La douceur angevine c'est surfait.
Hier, malgré les 15° affiché par le thermomètre, je m'en fus en courses pour des produits d'entretien histoire de récurer un peu le logis de Madeleine, c'est pas que ça en a besoin, mais on frôle l'insalubrité... bref, donc malgré ces 15°, j'étais le seul à être en short à Angers, et les regards des passants en disaient long sur ce qu'ils pensaient du grand en short.
J'ai attaqué le lessivage des murs, plafond et placards de la cuisine, j'ai fait plein de traces de propres, oops ! J'aère aussi beaucoup et depuis avant hier je brûle de l'encens. Avec son odeur et celle des détergents c'est nettement plus respirable.

J'ai eu un moment de bonheur en revoyant mon filleul et sa compagne, quel jeune homme il est devenu, prends donc ses bientôt 33 ans dans la figure et puis gros bisou !
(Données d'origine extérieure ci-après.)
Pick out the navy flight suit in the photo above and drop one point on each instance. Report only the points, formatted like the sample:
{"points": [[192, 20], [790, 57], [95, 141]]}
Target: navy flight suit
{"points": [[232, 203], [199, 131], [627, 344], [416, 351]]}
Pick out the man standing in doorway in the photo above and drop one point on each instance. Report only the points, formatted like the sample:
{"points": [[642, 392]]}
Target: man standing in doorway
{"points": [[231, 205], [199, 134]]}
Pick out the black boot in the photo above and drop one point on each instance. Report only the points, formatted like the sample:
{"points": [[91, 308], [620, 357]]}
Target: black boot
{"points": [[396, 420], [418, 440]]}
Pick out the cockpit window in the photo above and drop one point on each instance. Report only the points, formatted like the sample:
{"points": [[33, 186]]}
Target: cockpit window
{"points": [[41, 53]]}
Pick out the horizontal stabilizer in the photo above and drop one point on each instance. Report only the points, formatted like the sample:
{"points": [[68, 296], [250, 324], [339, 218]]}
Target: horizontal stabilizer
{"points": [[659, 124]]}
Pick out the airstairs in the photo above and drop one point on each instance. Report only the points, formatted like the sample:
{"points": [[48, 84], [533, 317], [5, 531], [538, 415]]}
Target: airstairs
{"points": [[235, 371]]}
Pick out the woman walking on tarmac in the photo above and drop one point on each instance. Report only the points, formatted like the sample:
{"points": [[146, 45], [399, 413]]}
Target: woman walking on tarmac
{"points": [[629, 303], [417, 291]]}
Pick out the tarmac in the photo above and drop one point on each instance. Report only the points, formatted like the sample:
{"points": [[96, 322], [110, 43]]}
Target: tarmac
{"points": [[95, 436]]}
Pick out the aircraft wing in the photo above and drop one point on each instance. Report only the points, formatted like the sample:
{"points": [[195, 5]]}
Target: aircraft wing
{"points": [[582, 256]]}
J'avais une idée en tête mais elle a été remplacée par une autre plus accessible et légale. Plus tard sans doute car c'est encore un secret...
Donc, je suis angevin pour encore deux dodos avant de rentrer en Bourgogne.
J'ai obtenu un badge d'accès à la décheterie (ici on ne met qu'un seul "t") vu notre situation et ce que nous comptons faire de l'appartement ça va être plus qu'utile.
J'ai eu affaire à une dame hyper bienveillante qui a compris notre problème et y a trouvé une solution dans l'heure. Je l'ai rencontrée en début d'après midi lors de la remise du badge et l'ai remerciée pour son efficacité. Elle m'a ensuite téléphoné pour m'expliquer tout bien comme il faut le comment ça marche les badges provisoires et que surtout je n'hésite pas à la contacter... J'espère juste qu'elle n'envisageait pas autre chose, à vu de nez on a le même âge mais mais je suis déjà casé définitivement et avec un homme.
En ce début de soirée, la solitude me pèse.
Je vais engloutir une grosse gamelle de nouilles. Cette fois cuisinée avec la grande plaque à induction. C'est pas très intuitif, en tout cas beaucoup moins que la nôtre et j'ai pris directement la grande casserole...
Pour faire passer tout ça, j'ai craqué en achetant de la bière brune AVEC alcool, je devrai bien dormir, sinon c'po grave y a ToiTube.
Et puis ce temps qui passe, cette impression d'en perdre alors que ça pourrait aller plus vite. Plus vite pour quoi faire ? Pour en faire quoi ?
J'ai fait un pas de côté ce matin pour le regarder passer, filer vers d'autres minutes, d'autres heures.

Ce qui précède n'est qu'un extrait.